Increased US natural gas exports potentially would lead to higher prices, increased production, less consumption, and more imports from Canada by pipeline, the US Energy Information Administration said in a Jan. 19 analysis. EIA studied the matter at the request of the US Department of Energy’s Fossil Fuels Office.
“Larger export levels lead to larger domestic price increases, while rapid increases in export levels lead to large initial price increases that moderate somewhat in a few years,” it said in an overview. “Slower increases in export levels lead to more gradual price increases but eventually produce higher average prices during the decade between 2025 and 2035.”
US markets would balance in response to increased exports, largely through increased production, the report suggested. More production would satisfy 60-70% of the export increase, “with a minor additional contribution from increased imports from Canada,” it said. “Across most cases, about three quarters of this increase is from shale sources.”
Remaining additional gas exports would come from gas which would have been consumed domestically if prices did not climb, EIA said. Most of the delivered gas decrease would come from electric power plants, which would shift primarily to coal-fired generation and secondarily to renewable sources, though there would be a small decrease in total generation due to higher gas prices, it indicated. Improved efficiency and more conservation also would have an impact, it added.
Several factors will influence the level of any US gas exports, the report emphasized. Costs would need to be competitive with those for overseas projects, it noted.
“The investment to add liquefaction capacity to an existing regasification terminal in the United States is significant, typically several times the original cost of a regasification-only terminal,” it said. “However, the ability to make use of existing infrastructure, including gas processing plants, pipelines, and storage and loading facilities, means that US regasification terminals can reduce costs relative to those that would be incurred by a ‘greenfield’ LNG facility.”
Many currently proposed gas export projects elsewhere in the world would be stand-alone complexes which would produce, liquefy, and export stranded gas, according to EIA. They would require more new infrastructure, but also could be located near supplies which would not be developed otherwise, it said.
“Also, while these projects may require processing facilities to remove impurities and liquids from the gas, the value of the separated liquids can improve the overall project economics,” it said. “On the other hand, liquefaction projects proposed for the Lower 48 US states plan to use pipeline gas drawn from the largest and most liquid gas market in the world. Natural gas in the US pipeline system has a much greater inherent value than stranded natural gas, and most of the valuable gas liquids have already been removed.”
Potential buyers might place value on the global LNG supply diversity more US exports would provide, but relatively high shipping costs would put supplies from the US at a cost disadvantage relative to supplies closer to Asia and other key markets, the analysis said. LNG export projects in the US would frequently compete not just against other LNG complexes, but against other gas supply projects aimed at similar markets such as pipelines from traditional suppliers or projects to develop shale gas in Asia or Europe, it said.

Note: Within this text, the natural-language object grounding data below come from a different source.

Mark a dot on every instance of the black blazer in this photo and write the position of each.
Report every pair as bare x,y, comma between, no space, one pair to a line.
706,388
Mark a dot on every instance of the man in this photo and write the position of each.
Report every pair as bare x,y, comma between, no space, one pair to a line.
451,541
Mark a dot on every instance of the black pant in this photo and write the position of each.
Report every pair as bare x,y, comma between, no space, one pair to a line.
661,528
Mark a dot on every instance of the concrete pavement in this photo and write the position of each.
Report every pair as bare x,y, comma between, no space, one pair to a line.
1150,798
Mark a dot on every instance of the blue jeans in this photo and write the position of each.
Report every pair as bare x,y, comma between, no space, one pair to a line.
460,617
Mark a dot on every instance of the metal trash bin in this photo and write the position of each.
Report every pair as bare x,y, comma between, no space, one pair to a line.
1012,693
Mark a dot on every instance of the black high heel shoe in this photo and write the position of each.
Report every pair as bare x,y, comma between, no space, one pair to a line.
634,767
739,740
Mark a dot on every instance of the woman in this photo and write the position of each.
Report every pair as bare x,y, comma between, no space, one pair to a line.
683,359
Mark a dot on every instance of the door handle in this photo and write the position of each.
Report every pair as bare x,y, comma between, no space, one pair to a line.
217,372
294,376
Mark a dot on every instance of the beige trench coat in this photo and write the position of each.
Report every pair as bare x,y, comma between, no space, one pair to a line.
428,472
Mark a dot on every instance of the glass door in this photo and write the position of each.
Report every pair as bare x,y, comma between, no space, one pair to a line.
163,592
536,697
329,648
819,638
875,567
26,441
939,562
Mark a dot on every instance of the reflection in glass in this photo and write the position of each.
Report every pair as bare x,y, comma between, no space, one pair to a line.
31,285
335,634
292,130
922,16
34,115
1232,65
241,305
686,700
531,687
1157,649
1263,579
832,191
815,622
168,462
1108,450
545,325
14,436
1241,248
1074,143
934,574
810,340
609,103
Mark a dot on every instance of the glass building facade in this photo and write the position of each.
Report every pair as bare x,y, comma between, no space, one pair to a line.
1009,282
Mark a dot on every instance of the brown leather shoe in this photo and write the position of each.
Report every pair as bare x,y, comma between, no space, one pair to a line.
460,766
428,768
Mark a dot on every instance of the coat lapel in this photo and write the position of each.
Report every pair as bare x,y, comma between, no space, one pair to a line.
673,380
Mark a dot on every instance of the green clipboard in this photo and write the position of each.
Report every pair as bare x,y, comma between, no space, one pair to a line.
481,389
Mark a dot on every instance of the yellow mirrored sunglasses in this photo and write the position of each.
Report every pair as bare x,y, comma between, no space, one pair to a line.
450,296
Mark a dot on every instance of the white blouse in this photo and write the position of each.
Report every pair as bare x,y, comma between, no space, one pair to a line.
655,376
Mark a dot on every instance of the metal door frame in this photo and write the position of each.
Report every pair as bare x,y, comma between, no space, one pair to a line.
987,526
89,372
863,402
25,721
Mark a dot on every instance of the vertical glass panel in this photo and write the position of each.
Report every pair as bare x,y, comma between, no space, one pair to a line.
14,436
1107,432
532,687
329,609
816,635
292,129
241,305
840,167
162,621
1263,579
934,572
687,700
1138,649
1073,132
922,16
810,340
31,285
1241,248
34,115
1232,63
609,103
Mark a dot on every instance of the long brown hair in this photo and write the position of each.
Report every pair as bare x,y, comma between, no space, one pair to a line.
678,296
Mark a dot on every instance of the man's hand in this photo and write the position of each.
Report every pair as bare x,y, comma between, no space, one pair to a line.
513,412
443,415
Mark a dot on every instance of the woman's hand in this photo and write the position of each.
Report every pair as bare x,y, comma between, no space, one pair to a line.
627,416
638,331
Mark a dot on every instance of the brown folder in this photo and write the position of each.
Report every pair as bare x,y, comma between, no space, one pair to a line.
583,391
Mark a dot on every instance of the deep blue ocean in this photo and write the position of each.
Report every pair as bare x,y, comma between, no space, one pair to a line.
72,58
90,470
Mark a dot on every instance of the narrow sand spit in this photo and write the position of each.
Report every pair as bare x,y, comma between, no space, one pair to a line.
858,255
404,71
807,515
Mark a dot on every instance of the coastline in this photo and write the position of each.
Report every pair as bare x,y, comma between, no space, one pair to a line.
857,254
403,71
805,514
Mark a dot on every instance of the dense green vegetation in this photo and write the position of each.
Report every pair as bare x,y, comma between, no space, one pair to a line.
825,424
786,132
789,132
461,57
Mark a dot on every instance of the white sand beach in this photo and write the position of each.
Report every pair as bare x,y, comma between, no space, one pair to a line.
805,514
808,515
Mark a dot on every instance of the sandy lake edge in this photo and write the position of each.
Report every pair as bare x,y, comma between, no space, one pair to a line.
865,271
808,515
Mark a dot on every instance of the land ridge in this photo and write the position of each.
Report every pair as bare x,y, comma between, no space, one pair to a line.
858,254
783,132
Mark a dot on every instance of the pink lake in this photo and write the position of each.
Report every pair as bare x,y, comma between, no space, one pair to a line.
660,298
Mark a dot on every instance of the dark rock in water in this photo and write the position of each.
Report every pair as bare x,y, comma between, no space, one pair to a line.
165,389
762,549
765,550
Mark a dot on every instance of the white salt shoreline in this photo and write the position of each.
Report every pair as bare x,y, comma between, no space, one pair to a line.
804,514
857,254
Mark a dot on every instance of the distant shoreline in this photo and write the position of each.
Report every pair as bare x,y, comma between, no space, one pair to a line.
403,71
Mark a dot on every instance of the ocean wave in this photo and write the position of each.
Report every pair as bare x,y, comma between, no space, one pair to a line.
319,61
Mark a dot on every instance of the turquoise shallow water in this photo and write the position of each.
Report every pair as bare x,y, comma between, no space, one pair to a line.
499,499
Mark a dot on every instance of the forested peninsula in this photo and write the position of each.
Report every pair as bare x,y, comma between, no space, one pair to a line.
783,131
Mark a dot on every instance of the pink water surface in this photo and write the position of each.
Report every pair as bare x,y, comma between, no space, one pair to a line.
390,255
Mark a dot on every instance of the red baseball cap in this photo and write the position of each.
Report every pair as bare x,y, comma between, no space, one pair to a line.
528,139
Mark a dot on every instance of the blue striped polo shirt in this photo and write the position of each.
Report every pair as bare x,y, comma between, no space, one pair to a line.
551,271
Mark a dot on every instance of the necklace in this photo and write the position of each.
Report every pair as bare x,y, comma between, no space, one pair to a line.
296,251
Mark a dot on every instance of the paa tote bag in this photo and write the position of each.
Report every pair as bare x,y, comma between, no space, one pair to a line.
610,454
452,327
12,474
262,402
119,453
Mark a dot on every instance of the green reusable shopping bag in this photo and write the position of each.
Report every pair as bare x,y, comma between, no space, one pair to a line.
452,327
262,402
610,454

Two organizations separately said that the gas price increases outlined in EIA’s analysis deserve close attention. Findings affirm arguments which the American Public Gas Association has raised since the first US gas export application was filed in 2010, the association representing public and community-owned gas utilities said on Jan. 19.
Paul N. Cicio, president of the Industrial Energy Consumers of America, cited estimates in the analysis that LNG exports could raise US gas prices 36-54% by 2018. “By anyone’s measure, those are substantial cost increases,” he said.